[
http://issues.apache.org/jira/browse/NUTCH-193?page=comments#action_12365130 ]
Doug Cutting commented on NUTCH-193:
------------------------------------
Okay, I've moved the code from Nutch to Hadoop. Now I need to repair Nutch so
that it still works!
One remaining problem is the need to separate nutch config files from hadoop
config files. There's now a hadoop-default.xml and hadoop-site.xml, which are
separate from the similarly-named nutch files. For now, I'll fix this by
adding the following methods to Hadoop's Configuration class:
void addDefaultResource(String name);
void addFinalResource(String name);
Then add a Nutch utility class like:
public class NutchConfiguration {
public static Configuration create() {
Configuration conf = new Configuration();
addNutchResources(conf);
}
public static Configuration addNutchResources(Configuration conf) {
addDefaultResource("nutch-default.xml");
addFinalResource("nutch-site.xml");
}
}
Then all of the places which currently call 'new NutchConf()' can be replaced
with 'NutchConfiguration().create()'.
Longer-term we might consider a more radical re-design of the configuration
API. But first we need to get Hadoop and Nutch split.

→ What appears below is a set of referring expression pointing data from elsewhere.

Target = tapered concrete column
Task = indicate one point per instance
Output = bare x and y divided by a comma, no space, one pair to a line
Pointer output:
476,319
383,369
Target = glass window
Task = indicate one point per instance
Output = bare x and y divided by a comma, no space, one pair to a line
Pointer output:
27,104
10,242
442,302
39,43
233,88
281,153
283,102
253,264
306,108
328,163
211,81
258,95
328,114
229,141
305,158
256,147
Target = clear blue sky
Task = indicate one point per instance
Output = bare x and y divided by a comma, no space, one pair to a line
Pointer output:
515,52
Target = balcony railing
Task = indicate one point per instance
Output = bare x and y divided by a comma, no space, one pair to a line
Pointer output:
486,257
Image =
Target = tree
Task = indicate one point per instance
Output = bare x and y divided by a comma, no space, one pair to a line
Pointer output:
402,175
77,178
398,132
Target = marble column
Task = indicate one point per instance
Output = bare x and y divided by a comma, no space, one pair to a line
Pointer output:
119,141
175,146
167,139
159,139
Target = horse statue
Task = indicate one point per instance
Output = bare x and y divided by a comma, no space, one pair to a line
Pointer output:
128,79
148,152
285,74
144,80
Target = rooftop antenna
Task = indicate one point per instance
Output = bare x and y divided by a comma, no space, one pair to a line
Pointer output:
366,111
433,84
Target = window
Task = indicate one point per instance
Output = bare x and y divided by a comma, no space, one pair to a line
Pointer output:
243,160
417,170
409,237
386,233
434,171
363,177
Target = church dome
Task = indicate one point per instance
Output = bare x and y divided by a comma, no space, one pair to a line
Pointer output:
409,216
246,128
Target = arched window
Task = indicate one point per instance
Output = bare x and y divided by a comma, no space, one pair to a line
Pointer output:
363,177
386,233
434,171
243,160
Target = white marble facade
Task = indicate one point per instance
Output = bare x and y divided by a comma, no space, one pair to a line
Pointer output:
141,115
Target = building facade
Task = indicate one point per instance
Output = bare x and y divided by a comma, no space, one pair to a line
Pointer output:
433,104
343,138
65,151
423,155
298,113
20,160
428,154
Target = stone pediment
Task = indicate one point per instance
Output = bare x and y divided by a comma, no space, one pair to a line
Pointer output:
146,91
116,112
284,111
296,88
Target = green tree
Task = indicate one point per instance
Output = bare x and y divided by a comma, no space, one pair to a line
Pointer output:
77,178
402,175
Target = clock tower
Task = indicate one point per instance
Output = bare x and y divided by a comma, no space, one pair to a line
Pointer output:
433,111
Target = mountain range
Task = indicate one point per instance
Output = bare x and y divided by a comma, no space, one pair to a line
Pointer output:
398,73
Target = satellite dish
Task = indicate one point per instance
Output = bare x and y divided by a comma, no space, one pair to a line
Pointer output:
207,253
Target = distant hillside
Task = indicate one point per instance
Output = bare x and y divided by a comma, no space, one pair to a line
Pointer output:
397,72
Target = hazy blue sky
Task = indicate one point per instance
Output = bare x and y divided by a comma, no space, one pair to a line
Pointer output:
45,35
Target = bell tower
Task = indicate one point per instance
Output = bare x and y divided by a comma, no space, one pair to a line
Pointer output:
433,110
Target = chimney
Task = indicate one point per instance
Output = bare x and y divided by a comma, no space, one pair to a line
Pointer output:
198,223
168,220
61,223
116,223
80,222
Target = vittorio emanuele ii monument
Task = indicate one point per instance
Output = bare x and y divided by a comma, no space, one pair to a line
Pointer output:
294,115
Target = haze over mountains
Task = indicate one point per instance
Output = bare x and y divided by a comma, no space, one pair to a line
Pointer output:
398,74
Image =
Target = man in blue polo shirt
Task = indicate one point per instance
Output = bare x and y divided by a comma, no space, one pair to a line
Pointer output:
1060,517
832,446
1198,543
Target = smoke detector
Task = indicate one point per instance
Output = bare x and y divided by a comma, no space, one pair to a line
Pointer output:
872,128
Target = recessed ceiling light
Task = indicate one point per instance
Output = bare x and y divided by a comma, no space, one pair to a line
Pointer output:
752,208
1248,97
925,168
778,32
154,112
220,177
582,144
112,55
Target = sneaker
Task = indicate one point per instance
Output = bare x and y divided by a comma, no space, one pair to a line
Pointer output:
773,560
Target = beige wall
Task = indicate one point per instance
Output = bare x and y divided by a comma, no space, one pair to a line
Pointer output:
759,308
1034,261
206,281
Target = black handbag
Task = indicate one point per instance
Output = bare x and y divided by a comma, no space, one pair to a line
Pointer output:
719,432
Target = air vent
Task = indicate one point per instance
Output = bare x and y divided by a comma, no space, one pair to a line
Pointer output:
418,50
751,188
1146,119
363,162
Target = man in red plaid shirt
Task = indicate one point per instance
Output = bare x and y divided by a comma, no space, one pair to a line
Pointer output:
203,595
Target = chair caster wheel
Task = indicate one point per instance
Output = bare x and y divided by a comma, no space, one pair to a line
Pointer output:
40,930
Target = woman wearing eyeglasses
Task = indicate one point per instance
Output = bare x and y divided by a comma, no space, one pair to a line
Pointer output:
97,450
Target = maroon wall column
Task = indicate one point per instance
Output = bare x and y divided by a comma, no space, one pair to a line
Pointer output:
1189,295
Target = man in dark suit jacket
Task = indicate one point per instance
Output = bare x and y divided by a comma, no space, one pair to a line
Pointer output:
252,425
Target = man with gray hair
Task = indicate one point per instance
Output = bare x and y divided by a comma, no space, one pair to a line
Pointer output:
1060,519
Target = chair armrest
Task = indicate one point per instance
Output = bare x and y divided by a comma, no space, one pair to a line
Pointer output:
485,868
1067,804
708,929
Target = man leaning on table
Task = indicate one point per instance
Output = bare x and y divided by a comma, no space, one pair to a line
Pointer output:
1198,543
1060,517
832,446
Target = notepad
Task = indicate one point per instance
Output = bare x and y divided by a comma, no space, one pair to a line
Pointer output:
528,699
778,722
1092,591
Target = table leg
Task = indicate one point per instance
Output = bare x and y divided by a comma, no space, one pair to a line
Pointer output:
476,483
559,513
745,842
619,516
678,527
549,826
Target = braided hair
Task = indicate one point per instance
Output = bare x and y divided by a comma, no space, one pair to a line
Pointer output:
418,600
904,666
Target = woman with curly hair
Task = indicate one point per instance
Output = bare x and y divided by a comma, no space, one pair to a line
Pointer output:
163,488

> move NDFS and MapReduce to a separate project
> ---------------------------------------------
>
> Key: NUTCH-193
> URL: http://issues.apache.org/jira/browse/NUTCH-193
> Project: Nutch
> Type: Task
> Components: ndfs
> Versions: 0.8-dev
> Reporter: Doug Cutting
> Assignee: Doug Cutting
> Fix For: 0.8-dev
>
> The NDFS and MapReduce code should move from Nutch to a new Lucene
> sub-project named Hadoop.
> My plan is to do this as follows:
> 1. Move all code in the following packages from Nutch to Hadoop:
> org.apache.nutch.fs
> org.apache.nutch.io
> org.apache.nutch.ipc
> org.apache.nutch.mapred
> org.apache.nutch.ndfs
> These packages will all be renamed to org.apache.hadoop, and Nutch code will
> be updated to reflect this.
> 2. Move selected classes from Nutch to Hadoop, as follows:
> org.apache.nutch.util.NutchConf -> org.apache.hadoop.conf.Configuration
> org.apache.nutch.util.NutchConfigurable -> org.apache.hadoop.Configurable
> org.apache.nutch.util.NutchConfigured -> org.apache.hadoop.Configured
> org.apache.nutch.util.Progress -> org.apache.hadoop.util.Progress
> org.apache.nutch.util.LogFormatter-> org.apache.hadoop.util.LogFormatter
> org.apache.nutch.util.Daemon -> org.apache.hadoop.util.Daemon
> 3. Add a jar containing all of the above the Nutch's lib directory.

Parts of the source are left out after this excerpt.